The Federal Court in Lucas, in the matter of Queensland Maintenance Services Pty Ltd (in liq) (Receivers and Managers appointed [2012] FCA 1451, has held that voluntary liquidators (previously administrators) applying to wind the company up in insolvency and be appointed as liquidators did not create ‘cause’ for disqualifying them from appointment by their dealings with the Australian Taxation Office (ATO), the largest creditor of the company.  

The application involved the peculiar circumstance of the liquidators of a voluntary liquidation applying to have the liquidation converted to a liquidation in insolvency and subsequently be appointed as liquidators of that entity.  

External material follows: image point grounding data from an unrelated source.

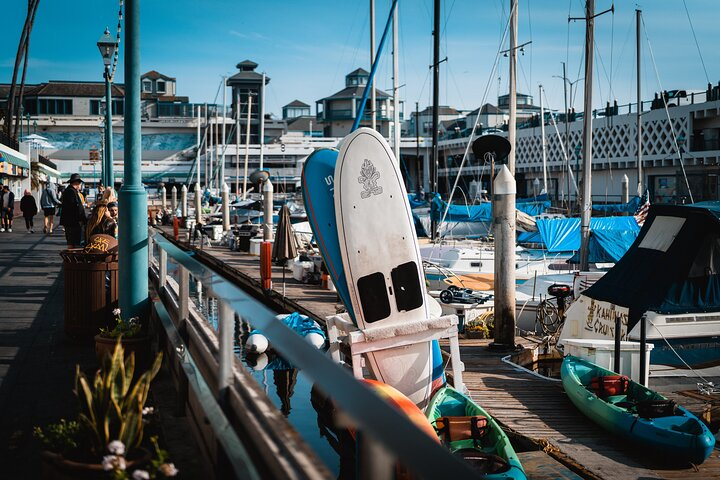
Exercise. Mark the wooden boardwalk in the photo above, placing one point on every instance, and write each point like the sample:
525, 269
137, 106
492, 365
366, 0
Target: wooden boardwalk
532, 407
539, 409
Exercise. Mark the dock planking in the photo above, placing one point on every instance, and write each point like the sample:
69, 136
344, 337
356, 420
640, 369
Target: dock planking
540, 410
532, 407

The respondent Receivers and secured creditor sought to oppose, amongst other things, the liquidators’ appointment by submitting that the liquidators had created apprehended bias towards the ATO in:

  • Receiving funding from the ATO to apply to the court to wind up the company in insolvency; and
  • Failing to adequately pursue objections to a taxation ruling in respect of the company during the administration and voluntary liquidation.

The Court held that the funding arrangement was not in itself enough to provide legitimate apprehension of bias. It was held further that there was no substance to the assertion that the liquidators had not adequately progressed the tax objections and in fact, the reverse position was true.  

The Court also rejected the Respondents’ submission that the company was not insolvent if the debt owing to the ATO was disregarded due to the ongoing tax assessment objections.  

The court stated that the tax debt owed to the ATO was a debt presently due and payable for the purposes of assessing solvency and that even if it was not, the company was insolvent in any event.